To exit the ROOT interpreter type
.q
.If you find that X11 forwarding is not working, try typing the following before going starting your Docker container.
xhost local:root
CHALLENGE! Test persistence
Go into the Docker environment and create a test file using some simple shell commands. Type the following exactly as you see it. It will dump some text into a file and then print the contents of the file to the screen
echo "I am still here" > test.tmp cat test.tmp
After you’ve done this, exit out of the container and try to attach to the same instance. If you did it correctly, you should be able to list the contents of the directory with
ls -l
and see your file from before!
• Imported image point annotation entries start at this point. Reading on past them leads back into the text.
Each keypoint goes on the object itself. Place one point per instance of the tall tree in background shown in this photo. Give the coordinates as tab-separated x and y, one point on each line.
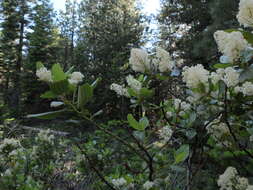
42	47
14	14
108	29
188	26
41	38
68	22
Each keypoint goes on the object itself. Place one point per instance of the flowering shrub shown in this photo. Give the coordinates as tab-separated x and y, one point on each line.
177	142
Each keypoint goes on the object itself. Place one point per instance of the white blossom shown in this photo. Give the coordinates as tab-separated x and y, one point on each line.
44	75
242	183
245	13
119	182
148	185
133	83
165	63
247	89
120	90
231	77
195	75
55	104
139	60
217	129
230	44
165	133
75	78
If not, check that you followed all the instructions above correctly or contact the facilitators.
Copy file(s) into or out of a container
Sometimes you will want to copy a file directly into or out of a container. Let’s start with copying a file out.
Suppose you have created your myopendataproject container and you did the challenge
question above to Test persistence. In your docker image, there should be a file now
called test.tmp
Run the following on your local machine and not in a docker environment.
It should copy the file out and onto your local machine where you can inspect it.
docker cp myopendataproject:/home/cmsusr/CMSSW_5_3_32/src/test.tmp .
If you want to copy a file into a container instance, it works the way you might expect.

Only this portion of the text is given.